… … …(記事全文3,336文字)世界の国際主要通貨は米ドル、ユーロ、日本円、英ポンド、豪ドル、スイスフランですが、この中で世界の基軸通貨とされているのは米ドル(アメリカドル)だけです。
正確には「いまのところ」という言葉を追加したほうがいいかも知れません。
ドルの前の世界の基軸通貨はイギリスのスターリングポンドでしたが、二度の世界大戦で大英帝国の海軍力、市場としての地位は低下し、アメリカに覇権を取って代わられることになりました。

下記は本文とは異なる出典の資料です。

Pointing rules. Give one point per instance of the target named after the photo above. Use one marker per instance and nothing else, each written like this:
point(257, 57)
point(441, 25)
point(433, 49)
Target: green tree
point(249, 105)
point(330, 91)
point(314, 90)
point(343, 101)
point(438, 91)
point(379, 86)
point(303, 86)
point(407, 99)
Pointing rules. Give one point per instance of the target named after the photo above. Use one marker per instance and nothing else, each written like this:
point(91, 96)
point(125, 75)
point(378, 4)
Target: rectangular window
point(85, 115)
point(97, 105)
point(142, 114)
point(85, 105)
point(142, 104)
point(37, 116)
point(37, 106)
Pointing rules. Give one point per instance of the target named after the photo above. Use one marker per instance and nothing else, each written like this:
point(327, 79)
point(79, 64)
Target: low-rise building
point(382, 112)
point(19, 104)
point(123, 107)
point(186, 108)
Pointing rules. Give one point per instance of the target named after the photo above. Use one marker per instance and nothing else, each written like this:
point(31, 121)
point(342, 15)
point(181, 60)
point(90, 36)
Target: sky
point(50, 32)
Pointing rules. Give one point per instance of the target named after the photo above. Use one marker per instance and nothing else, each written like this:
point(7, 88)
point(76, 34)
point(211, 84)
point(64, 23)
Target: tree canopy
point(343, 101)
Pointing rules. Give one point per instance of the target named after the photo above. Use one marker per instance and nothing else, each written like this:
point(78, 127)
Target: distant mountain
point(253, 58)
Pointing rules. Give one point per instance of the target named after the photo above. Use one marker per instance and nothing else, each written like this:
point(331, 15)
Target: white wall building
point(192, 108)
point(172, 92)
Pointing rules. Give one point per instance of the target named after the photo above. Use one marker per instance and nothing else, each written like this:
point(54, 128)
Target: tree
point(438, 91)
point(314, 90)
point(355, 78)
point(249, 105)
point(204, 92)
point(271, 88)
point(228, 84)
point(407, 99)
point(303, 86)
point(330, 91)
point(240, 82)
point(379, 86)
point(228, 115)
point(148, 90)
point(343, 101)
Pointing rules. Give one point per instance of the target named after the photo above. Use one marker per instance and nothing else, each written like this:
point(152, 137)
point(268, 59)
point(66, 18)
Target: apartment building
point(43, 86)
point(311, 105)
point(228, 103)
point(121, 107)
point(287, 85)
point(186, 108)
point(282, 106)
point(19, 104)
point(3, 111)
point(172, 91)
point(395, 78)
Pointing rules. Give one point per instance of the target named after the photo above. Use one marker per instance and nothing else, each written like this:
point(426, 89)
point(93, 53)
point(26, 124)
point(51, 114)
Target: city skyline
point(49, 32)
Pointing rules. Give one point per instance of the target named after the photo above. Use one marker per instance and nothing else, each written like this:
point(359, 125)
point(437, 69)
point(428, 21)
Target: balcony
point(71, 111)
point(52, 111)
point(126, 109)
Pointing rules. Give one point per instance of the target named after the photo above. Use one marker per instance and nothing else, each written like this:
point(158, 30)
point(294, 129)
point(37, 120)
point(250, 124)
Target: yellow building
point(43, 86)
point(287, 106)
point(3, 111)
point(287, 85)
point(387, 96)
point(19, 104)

1944年のブレトン・ウッズ体制(金・ドル本位制)により、アメリカドルはドルは1オンス35ドルに固定され、米ドルが金と交換可能な唯一の通貨だったのですが、アメリカ経済の低迷と金流出により、1971年8月にニクソン大統領が金とドルの交換を一時停止し、変動相場制に移行してしまいます。こうなると世界の基軸通貨たる地位が揺らいでアメリカが窮地に落ちてしまったのですが、
1974年、サウジアラビアとアメリカの間でサウジは石油を米ドル建てで低価格、安定的に供給し、アメリカは、サウジアラビアの安全保障を確約するという
ペトロダラー合意(オイルダラー・the US-Saudi petrodollar deal)がキッシンジャー米国務長官とサウジのファハド皇太子(当時・のちに国王)との間で締結されました。
- サウジアラビアは、石油販売価格をすべて米ドル建てで設定する。
- サウジアラビアは、石油収入の余剰分を米国債に投資する。
- 米国はサウジアラビアに武器供与と安全保障の保証を提供する。
期間は締結から50年間でした。これにより1975年までに、OPEC加盟国はすべて、石油供給価格を米ドル建てのみとし、石油収入を米国債で保有することに合意しました。世界各国は原油を手に入れるにはアメリカドルを準備しなければならず、アメリカは原油の決済通貨ドルとしての世界基軸通貨の立場を維持することができました。
2000年代に入りペトロダラーに対する挑戦する勢力が登場しました。イラク、イラン、リビア、ベネズエラがその代表的な国家でした。アメリカは2003年のイラク戦争でサダム・フセイン政権を崩壊させ、2011年にはリビアのカダフィ政権を倒しました。残りはイラン、ベネズエラです。
ベネズエラ政府とベネズエラ国営石油会社PDVSAは、アメリカの経済制裁によるドル決済制限と自国通貨ボリバルのハイパーインフレを回避するため、民間契約業者への支払いに中国人民元を採用しており、イランは宿敵アメリカのペトロダラー体制を崩壊させるため、自国の石油の90%を中国に輸出し、中国は「ペトロ人民元」を推進してくれる友好国イランとの取引を歓迎し国際価格よりも安い特別価格でイラン原油を人民元で購入しています。
ペトロダラー合意から50年を迎えた2024年、サウジはペトロダラー合意を更新せず、米ドル以外の通貨での石油輸出を認めるようになり、世界各国は原油を手に入れるにはアメリカドルを準備しなければならないという従来の大原則が変わってしまったのです。中国やロシアが主導し、欧米主導の国際秩序に対抗している10か国で構成されるBRICS(ブリックス)加盟国は貿易での自国通貨決済の促進を図っており、G7の対抗軸になりつつあります。
2026年、今年になってアメリカ軍の軍事作戦により中国に傾倒するベネズエラのニコラス・マドゥロ大統領と妻が首都カラカスで拘束されアメリカ・ニューヨークの拘置施設へ送致、
ベネズエラの政権運営はアメリカの手中となり、イランは現在、軍事作戦が進行中です。
おわかりいただけたでしょうか?
ペトロダラー体制に対して挑戦してきた、イラク、イラン、リビア、ベネズエラの反米政権をアメリカは本気で潰しに掛かっているのです。これは共和党だろうが民主党だろうが同じことです。ペトロダラー体制の維持はアメリカドルの確固たる国際的地位を守るためのアメリカにとっての核心的利益だからです。そもそも国際法を屁とも思っていないトランプはやり方が露骨なだけです。イラク、リビア、ベネズエラについてはすでに完了です。アメリカは伸長してきたBRICSを抑え込み、G7の頂点として世界の盟主であり続けたいのです。